Fig. 3. BrdU-labeled human lymphoma cells stained with mouse anti-BrdU antibody, clone BU20a, (MCA2483 ) at a 1/100 dilution overnight at 4°C.

Fig. 3. BrdU-labeled human lymphoma cells stained with mouse anti-BrdU antibody, clone BU20a, (MCA2483) at a 1/100 dilution overnight at 4°C. As secondary antibody FITC conjugated goat anti-mouse IgG (H/L) (STAR117F) was used at a 1/50 dilution. Total DNA staining was performed with ReadiDrop™ Propidium Iodide (1351101).

 

 

BrdU synonyms:

5-bromo-2'-deoxyuridine, 5-bromodeoxyuridine, BrdUrd, bromodeoxyuridine, broxuridine, BUdR (PubChem CID: 6035)



BrdU image gallery


References

  • Cecchini MJ et al. (2012). Analysis of cell cycle position in mammalian cells. J Vis Exp 59,  3491.
  • Iball J et al. (1966). Structures of 5-bromodeoxyuridine and 5-bromouridine.
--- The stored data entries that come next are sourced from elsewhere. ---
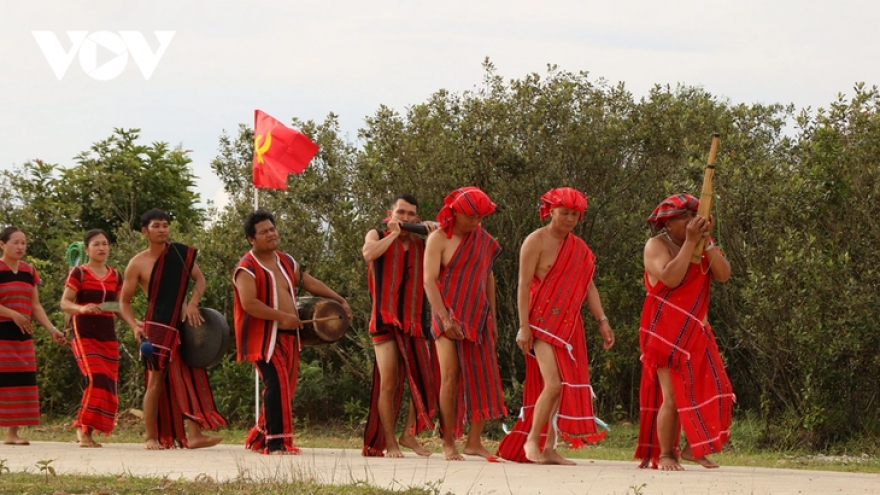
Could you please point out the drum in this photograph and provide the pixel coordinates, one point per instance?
(205, 345)
(325, 321)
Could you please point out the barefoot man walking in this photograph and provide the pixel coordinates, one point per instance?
(461, 288)
(555, 278)
(684, 383)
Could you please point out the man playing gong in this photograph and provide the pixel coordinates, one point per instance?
(178, 403)
(400, 333)
(265, 282)
(684, 384)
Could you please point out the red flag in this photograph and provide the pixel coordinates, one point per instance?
(278, 152)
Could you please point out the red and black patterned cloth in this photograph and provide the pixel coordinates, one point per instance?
(274, 354)
(399, 314)
(19, 398)
(96, 348)
(187, 392)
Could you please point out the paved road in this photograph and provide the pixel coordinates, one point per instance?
(473, 476)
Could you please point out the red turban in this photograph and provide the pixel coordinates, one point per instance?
(563, 197)
(672, 207)
(467, 201)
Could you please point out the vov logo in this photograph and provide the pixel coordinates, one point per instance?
(86, 45)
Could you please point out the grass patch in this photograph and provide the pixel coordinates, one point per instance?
(744, 449)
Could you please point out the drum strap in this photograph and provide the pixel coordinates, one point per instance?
(301, 276)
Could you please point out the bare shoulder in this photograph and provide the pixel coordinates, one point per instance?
(138, 263)
(656, 247)
(436, 240)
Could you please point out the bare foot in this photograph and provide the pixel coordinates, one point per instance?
(203, 441)
(393, 452)
(551, 456)
(704, 461)
(152, 444)
(533, 452)
(450, 453)
(284, 452)
(482, 452)
(668, 462)
(411, 443)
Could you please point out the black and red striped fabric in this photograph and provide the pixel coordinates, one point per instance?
(254, 337)
(96, 348)
(285, 364)
(399, 314)
(419, 369)
(397, 286)
(555, 317)
(19, 397)
(673, 335)
(463, 285)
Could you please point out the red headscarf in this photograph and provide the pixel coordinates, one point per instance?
(466, 200)
(672, 207)
(563, 197)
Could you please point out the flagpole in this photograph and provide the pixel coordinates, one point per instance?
(256, 374)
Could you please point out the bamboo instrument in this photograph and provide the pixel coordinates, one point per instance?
(707, 195)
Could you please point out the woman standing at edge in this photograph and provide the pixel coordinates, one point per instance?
(94, 336)
(19, 302)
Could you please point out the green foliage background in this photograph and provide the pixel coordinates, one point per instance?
(797, 216)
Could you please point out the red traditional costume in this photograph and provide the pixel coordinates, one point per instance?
(555, 317)
(274, 354)
(463, 286)
(187, 393)
(19, 398)
(399, 313)
(96, 348)
(673, 335)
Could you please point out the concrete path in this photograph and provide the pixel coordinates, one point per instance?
(473, 476)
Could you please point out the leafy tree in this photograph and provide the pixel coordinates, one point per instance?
(117, 180)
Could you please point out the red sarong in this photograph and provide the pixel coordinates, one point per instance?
(96, 348)
(397, 290)
(555, 317)
(19, 398)
(463, 285)
(187, 392)
(672, 335)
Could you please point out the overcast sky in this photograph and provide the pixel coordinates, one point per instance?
(306, 59)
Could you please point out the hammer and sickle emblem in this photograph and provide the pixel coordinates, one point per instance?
(261, 150)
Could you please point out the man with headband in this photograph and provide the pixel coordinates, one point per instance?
(399, 329)
(461, 289)
(684, 383)
(555, 278)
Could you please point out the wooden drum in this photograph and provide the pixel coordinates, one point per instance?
(324, 321)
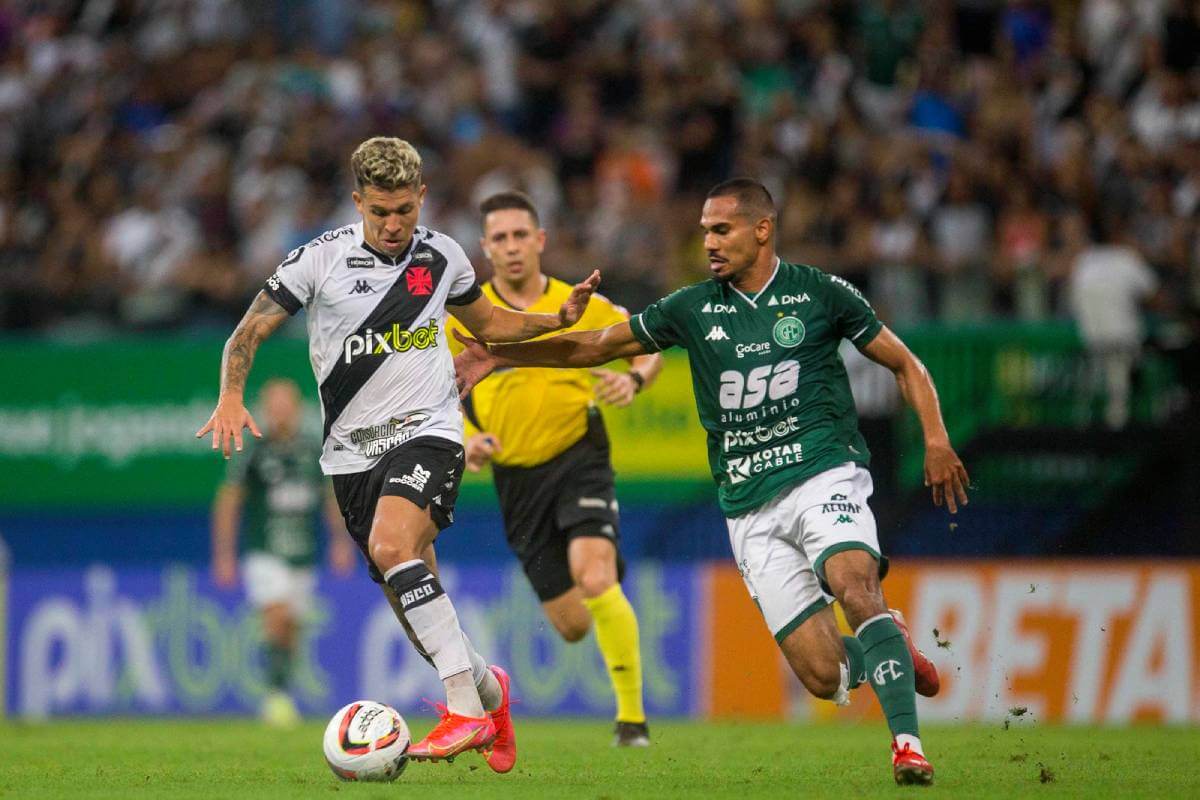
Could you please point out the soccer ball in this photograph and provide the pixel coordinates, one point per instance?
(366, 741)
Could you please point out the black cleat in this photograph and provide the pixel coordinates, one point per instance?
(631, 734)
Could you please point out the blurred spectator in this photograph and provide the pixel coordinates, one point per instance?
(1109, 283)
(157, 160)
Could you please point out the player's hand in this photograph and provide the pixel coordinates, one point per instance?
(226, 423)
(472, 365)
(225, 571)
(480, 449)
(615, 388)
(577, 302)
(946, 476)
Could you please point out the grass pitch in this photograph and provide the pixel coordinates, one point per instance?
(121, 758)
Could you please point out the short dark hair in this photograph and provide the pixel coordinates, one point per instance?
(753, 197)
(511, 199)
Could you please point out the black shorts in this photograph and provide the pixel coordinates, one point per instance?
(546, 506)
(425, 470)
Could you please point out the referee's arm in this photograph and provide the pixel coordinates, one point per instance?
(577, 349)
(491, 323)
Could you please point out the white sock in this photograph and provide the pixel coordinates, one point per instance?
(841, 697)
(489, 687)
(462, 697)
(432, 618)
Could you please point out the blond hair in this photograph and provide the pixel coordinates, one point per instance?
(388, 163)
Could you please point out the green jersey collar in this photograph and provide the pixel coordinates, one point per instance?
(754, 301)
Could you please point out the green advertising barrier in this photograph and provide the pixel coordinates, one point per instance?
(1020, 376)
(112, 423)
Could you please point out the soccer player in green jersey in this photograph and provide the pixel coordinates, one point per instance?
(276, 494)
(784, 446)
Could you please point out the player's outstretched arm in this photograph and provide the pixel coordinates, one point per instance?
(580, 349)
(263, 317)
(491, 323)
(945, 473)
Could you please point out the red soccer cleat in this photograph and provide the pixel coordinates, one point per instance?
(928, 683)
(453, 735)
(910, 768)
(502, 756)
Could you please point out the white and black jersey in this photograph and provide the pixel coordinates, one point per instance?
(377, 338)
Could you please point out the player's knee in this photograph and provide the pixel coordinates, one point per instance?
(387, 553)
(573, 630)
(821, 680)
(595, 579)
(862, 600)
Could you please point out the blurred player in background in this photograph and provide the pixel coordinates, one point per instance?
(376, 294)
(550, 457)
(275, 495)
(784, 445)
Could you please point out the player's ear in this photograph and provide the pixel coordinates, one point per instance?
(763, 229)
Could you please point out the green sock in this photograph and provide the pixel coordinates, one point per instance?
(889, 669)
(856, 659)
(279, 666)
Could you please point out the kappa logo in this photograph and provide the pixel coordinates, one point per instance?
(887, 671)
(420, 281)
(789, 299)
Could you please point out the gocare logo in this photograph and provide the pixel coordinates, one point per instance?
(393, 340)
(755, 348)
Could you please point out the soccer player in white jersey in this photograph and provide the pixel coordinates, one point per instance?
(376, 294)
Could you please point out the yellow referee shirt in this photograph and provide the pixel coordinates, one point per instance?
(537, 413)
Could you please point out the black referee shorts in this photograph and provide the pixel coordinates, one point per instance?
(546, 506)
(425, 470)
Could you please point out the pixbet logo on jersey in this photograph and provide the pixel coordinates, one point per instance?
(394, 340)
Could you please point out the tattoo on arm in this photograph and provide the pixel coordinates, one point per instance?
(261, 320)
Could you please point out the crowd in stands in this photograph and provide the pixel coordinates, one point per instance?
(955, 160)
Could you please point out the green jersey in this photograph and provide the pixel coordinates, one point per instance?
(771, 389)
(283, 493)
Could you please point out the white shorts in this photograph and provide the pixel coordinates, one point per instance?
(781, 547)
(270, 579)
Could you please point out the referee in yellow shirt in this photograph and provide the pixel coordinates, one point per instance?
(550, 457)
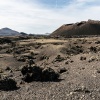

Nature  209, 1230-1232.
  • Kennedy BK et al. (2000). Nuclear organization of DNA replication in primary mammalian cells. Genes Dev. 15, 2855-2868.
  • Kolb B et al. (1999). Embryonic and postnatal injections of bromodeoxyuridine produce age-dependent morphological and behavioral abnormalities. J Neuro 19, 2337-2346.
  • Liboska R et al. (2012). Most anti-BrdU antibodies react with 2′-deoxy-5′-ethynyluridine – the method for the effective suppression of this cross-reactivity. PLoS One 7, e51679.
  • Nagar S et al. (2002). Host DNA replication is induced by geminivirus infection of differentiated plant cells. Plant Cell 14, 2995-3007.
  • National Center for Biotechnology Information. PubChem Compound Database; CID=6035, https://pubchem.ncbi.nlm.nih.gov/compound/6035, accessed May 15, 2017.
  • Sivakumar S et al. (2004). In vivo labeling of fission yeast DNA with thymidine and thymidine analogs. Methods 33, 213-219.
  • Young DW et al. (1969). The crystal and molecular structure of thymidine. Aca Cryst B25, 1423-1432.